Souveraineté-Défense: la haute trahison de Nicolas Sarkozy
Par P B le mardi 29 avril 2008, 20:24 - Lien permanent
toutsaufsarkozy - Fait sans précédent dans l'histoire de toutes les Républiques, les six fédérations syndicales représentant le personnel civil de la Défense viennent d'adresser une lettre ouverte à Nicolas Sarkozy président de la République, chef des Armées.
Dans ce document aux accents historiques, les six syndicats commencent par souligner qu'« un tiers des effectifs de personnels civils serait supprimé avec le triptyque RGPP (révision générale des politiques publiques), Livre Blanc (sur la fonction publique) et loi de programmation militaire ». Ils soulignent que les personnels civils du ministère de la Défense ont « déjà payé un lourd tribut aux restructurations permanentes, avec une réduction des effectifs de 50% en une quinzaine d'années ».
Puis les personnels de la Défense lancent une solennelle mise en garde à destination de l'ensemble des Français : « Les orientations et les choix qui se dessinent et qui pourraient être annoncés aux personnels et à l'opinion publique le 19 juin, aboutiraient à anéantir les capacités industrielles et de soutien d'une Défense Nationale qui n'en serait plus une ».
Plus terrible encore, les six syndicats expliquent que « la réforme de la carte militaire va contraindre la France à passer d'une démocratie républicaine possédant des valeurs fortes avec des fonctions régaliennes à un Etat dépendant trop souvent des lobbies industriels dont les secteurs sensibles peuvent passer sous dominance étrangère par le biais de fusions capitalistiques non maîtrisées ».
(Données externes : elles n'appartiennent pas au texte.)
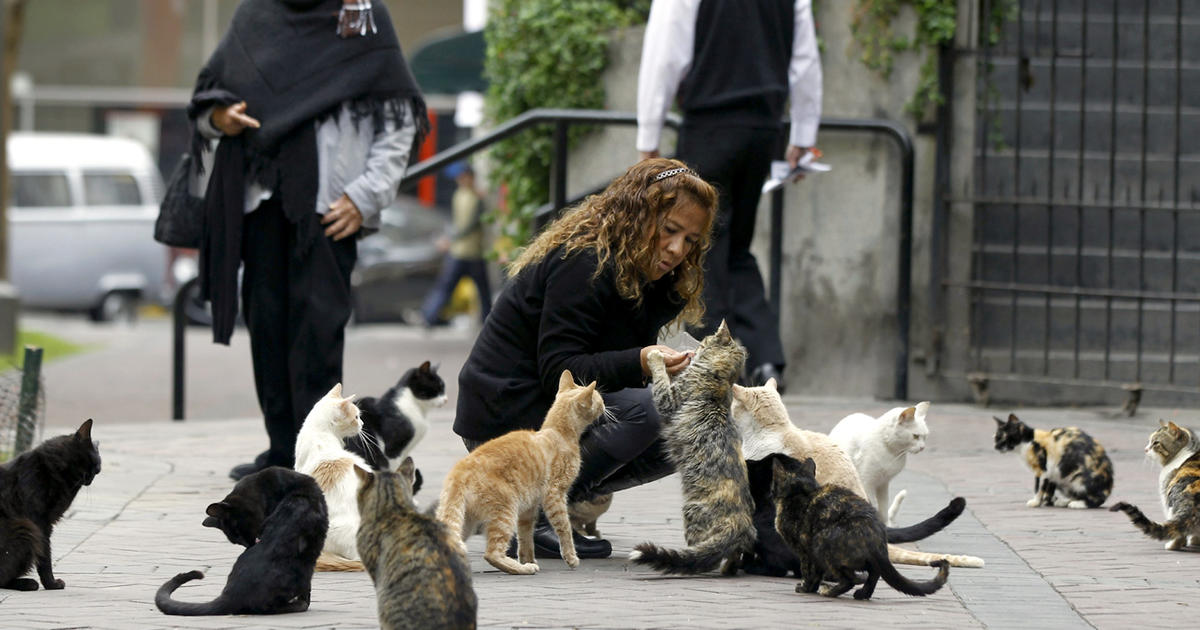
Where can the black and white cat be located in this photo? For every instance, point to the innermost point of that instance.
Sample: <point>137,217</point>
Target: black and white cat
<point>396,421</point>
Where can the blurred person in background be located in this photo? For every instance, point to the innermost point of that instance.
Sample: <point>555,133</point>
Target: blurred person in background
<point>316,113</point>
<point>463,247</point>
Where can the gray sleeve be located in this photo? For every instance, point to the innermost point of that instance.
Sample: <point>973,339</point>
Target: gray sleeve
<point>387,161</point>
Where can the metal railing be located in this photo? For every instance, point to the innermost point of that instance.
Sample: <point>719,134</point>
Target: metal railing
<point>563,119</point>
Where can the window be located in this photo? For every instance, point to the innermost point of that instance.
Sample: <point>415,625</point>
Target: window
<point>111,189</point>
<point>40,190</point>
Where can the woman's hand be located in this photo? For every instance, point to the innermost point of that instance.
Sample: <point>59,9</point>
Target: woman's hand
<point>232,119</point>
<point>672,359</point>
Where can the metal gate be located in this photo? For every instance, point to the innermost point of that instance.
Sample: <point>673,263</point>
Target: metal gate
<point>1086,187</point>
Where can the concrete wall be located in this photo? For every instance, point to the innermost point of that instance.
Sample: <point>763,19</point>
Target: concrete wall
<point>841,228</point>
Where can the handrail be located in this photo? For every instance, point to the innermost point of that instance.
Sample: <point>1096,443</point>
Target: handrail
<point>563,119</point>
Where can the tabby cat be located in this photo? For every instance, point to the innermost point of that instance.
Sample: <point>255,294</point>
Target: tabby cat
<point>837,533</point>
<point>766,429</point>
<point>36,489</point>
<point>321,454</point>
<point>505,480</point>
<point>1071,462</point>
<point>1177,451</point>
<point>880,449</point>
<point>396,421</point>
<point>274,575</point>
<point>703,444</point>
<point>421,577</point>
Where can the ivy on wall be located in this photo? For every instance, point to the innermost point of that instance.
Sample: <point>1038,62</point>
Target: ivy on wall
<point>936,23</point>
<point>543,53</point>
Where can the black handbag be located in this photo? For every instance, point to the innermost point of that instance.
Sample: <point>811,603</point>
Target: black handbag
<point>180,221</point>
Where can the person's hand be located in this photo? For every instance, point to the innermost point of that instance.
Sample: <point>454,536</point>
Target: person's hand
<point>672,359</point>
<point>233,119</point>
<point>343,219</point>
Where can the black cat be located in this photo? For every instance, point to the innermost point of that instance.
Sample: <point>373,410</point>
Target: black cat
<point>274,575</point>
<point>773,557</point>
<point>835,533</point>
<point>394,423</point>
<point>36,489</point>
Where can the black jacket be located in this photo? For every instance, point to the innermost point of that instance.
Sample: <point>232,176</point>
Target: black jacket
<point>552,317</point>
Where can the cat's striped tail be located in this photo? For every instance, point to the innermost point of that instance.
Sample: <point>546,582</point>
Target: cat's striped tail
<point>333,562</point>
<point>705,557</point>
<point>1171,529</point>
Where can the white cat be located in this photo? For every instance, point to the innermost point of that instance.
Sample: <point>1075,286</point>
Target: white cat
<point>880,448</point>
<point>321,454</point>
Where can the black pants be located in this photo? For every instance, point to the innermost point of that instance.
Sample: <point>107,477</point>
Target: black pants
<point>736,160</point>
<point>295,312</point>
<point>627,445</point>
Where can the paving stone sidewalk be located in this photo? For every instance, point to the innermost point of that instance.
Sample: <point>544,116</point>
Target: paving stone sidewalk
<point>139,525</point>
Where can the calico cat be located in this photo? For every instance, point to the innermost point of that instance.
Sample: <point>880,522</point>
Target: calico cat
<point>507,479</point>
<point>1177,450</point>
<point>322,455</point>
<point>837,533</point>
<point>703,444</point>
<point>766,429</point>
<point>274,575</point>
<point>396,421</point>
<point>421,577</point>
<point>880,448</point>
<point>1072,462</point>
<point>36,489</point>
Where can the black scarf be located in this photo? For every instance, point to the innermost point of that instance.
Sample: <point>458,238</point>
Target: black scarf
<point>286,60</point>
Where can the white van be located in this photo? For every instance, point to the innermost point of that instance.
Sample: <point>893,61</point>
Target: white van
<point>81,223</point>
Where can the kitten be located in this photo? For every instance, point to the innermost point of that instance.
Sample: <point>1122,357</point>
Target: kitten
<point>36,489</point>
<point>421,577</point>
<point>880,448</point>
<point>321,454</point>
<point>274,575</point>
<point>1072,462</point>
<point>396,421</point>
<point>1177,450</point>
<point>837,533</point>
<point>507,479</point>
<point>703,444</point>
<point>766,429</point>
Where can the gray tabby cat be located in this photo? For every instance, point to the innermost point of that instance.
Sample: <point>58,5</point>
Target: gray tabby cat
<point>703,444</point>
<point>421,577</point>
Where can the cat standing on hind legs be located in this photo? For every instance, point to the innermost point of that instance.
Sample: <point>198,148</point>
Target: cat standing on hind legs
<point>1065,461</point>
<point>1177,450</point>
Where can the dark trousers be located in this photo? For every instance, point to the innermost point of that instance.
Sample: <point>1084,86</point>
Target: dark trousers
<point>736,160</point>
<point>295,312</point>
<point>453,270</point>
<point>618,451</point>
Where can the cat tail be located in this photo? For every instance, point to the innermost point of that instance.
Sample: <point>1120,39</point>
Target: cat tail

« Nous vous demandons solennellement, Monsieur le président de la République, de ne pas approuver de telles orientations et options destructrices de l'outil de défense de la France, aux conséquences sociales et économiques lourdes pour les salariés et les collectivités territoriales ».
COMMENTAIRE
Cette déclaration publique et solennelle est un fait historique. Pour la première fois dans l'Histoire, les personnels civils de la Défense (soutenus secrètement par un très grand nombre de personnels militaires mais qui sont dépourvus du droit syndical) prennent à témoin l'opinion publique pour expliquer que le président de la République est en train d' « anéantir notre Défense nationale » et notre « démocratie républicaine » pour les remplacer par un « Etat dépendant de lobbies industriels sous dominance étrangère ».
Si les mots ont un sens, cela signifie que les personnels du ministère de la Défense accusent tout bonnement, entre les lignes, le chef de l'Etat de se rendre coupable de haute trahison au profit d'intérêts étrangers.
Notes :
Notre article du 1er avril 2008:
La représentation nationale et l'Etat-Major doivent exiger de Sarkozy que soit mis un terme à notre participation à une guerre coloniale en Afghanistan.
Plus de deux Français sur trois « désapprouvent », la décision du "gouverneur" (celui qui dirige la France au nom de puissances et d'intérêts étrangers n'est pas un "président", mais un gouverneur, un collaborateur, un "gauleiter", un fondé de pouvoirs) Nicolas Sarkozy d'envoyer de nouvelles troupes en Afghanistan. Selon les résultats d'un sondage publié lundi 31 mars, 68% des Français sont contre l'envoi des renforts en Afghanistan. Seuls 15% sont pour cette décision de Nicolas Sarkozy et 17% se sont abstenus de se prononcer. Toujours selon ce sondage, 65% des Français sont d'avis que les Etats-Unis et leurs alliés se sont trompés en déclenchant la guerre en Afghanistan.
Or, Sarkozy a annoncé la semaine dernière, depuis Londres (rien à voir avec l'appel à la résistance du 18 juin, là il s'agit d'un appel à la soumission) que si la stratégie proposée par la France, intitulée « Le soutien à la paix » était approuvée au Sommet de l'Otan à Bucarest (2-4 avril), Paris enverrait des renforts en Afghanistan: environ 1300 hommes (1000 "troupiers" chair à canon et 300 "spécialistes" des forces dites spéciales).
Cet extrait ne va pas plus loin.